Without being in violation of the Race Directive or the Framework Directive, Member States today can give stronger protection to the principle of equal treatment and at the same time fulfil the objective of the directives. Each directive establishes that “Member States may introduce or maintain provisions which are more favourable to the protection of the principle of equal treatment than those laid down in this Directive.”115 The directives thereby do not prevent Member States from allowing multiple- or intersectional discrimination claims.

In the following, three possible solutions are described: expanding the grounds of discrimination, allowing multiple comparators and the American approach.

5.1 Expanding the Grounds of Discrimination

The concept of discrimination in many Member States has been expanded with the new Race Directive and the Framework Directive.116 Due to the expansion of the grounds of discrimination, this has enabled for new opportunities in the recognition of multiple discrimination.
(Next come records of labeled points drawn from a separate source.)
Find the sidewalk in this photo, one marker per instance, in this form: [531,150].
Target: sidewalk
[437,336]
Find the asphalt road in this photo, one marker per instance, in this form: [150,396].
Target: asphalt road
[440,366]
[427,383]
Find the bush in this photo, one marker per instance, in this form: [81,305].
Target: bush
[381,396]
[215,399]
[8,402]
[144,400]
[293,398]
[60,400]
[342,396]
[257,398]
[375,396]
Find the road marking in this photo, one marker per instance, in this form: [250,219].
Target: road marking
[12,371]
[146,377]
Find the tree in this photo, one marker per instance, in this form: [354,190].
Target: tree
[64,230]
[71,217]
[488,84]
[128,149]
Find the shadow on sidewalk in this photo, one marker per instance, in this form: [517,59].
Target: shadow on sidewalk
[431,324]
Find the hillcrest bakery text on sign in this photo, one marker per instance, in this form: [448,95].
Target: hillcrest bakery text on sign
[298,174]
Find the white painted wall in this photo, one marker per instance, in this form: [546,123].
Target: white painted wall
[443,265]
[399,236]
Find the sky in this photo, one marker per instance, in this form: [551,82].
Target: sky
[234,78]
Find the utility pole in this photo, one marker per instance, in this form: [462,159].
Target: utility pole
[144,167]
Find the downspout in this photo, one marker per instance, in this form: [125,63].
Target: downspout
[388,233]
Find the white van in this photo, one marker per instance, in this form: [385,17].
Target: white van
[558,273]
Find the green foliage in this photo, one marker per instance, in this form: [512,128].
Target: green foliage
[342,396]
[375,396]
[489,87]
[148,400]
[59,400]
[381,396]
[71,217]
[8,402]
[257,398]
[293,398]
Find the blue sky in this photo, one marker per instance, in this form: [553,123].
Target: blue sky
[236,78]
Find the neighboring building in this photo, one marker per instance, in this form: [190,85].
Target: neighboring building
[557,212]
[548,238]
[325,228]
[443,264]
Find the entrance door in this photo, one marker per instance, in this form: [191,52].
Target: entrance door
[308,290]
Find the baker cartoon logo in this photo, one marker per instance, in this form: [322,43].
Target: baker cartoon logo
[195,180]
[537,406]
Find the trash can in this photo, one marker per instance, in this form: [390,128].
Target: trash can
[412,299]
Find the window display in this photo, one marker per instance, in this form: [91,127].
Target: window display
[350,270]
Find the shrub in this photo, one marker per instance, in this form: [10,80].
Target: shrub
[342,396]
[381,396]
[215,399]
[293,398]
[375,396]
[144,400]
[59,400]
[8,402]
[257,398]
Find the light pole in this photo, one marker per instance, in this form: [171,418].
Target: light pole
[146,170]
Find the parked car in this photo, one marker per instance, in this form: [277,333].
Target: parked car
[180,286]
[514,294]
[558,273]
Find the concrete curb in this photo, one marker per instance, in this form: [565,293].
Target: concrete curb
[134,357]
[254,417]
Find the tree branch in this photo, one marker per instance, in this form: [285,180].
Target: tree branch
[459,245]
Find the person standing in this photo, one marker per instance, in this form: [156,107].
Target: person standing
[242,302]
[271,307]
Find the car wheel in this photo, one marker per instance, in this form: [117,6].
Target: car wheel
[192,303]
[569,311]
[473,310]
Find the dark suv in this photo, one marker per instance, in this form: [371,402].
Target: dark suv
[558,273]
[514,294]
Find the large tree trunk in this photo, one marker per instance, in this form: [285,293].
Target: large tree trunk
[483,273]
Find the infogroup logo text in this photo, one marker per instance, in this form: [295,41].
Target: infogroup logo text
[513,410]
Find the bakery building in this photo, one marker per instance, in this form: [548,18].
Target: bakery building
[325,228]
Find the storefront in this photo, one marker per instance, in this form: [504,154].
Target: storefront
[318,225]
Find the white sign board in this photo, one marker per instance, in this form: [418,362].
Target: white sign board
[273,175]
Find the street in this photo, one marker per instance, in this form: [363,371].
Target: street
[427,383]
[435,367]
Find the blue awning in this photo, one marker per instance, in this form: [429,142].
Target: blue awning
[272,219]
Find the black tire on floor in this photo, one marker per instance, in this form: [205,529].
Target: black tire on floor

On the other hand, the list of discrimination grounds in these directives is exhaustive, so there is no possibility for the European Court of Justice to expand it.117

This can be compared with Article 21 in the European Charter of Fundamental Rights and Article 14 in the ECHR where discrimination is prohibited on grounds “such as sex, race, colour […] or other status”. Since the list of grounds in ECHR is non-exhaustive the European Court of Human Rights has been able to expand it and include disability and sexual orientation. This is something the European Court of Justice cannot do.118

Several Member States have added a phrase such as ‘or any other circumstances’ and are thus using a non-exhaustive list.119 For the national courts in the Member States this means that they are allowed to recognize additional grounds of discrimination. Member States like Finland,

115

Framework Directive article 8, Race Directive article 6.

116

Gordon Richard, EC law in Judicial Review p 479.

117

Fredman Sandra, Double Trouble: multiple discrimination and EU law, p 16.

118

Ibid, p 16.

119

Bell Mark and Cormack Janet, Developing Anti-Discrimination Law in Europe, the 25 EU Member States compared, 2005, p 8.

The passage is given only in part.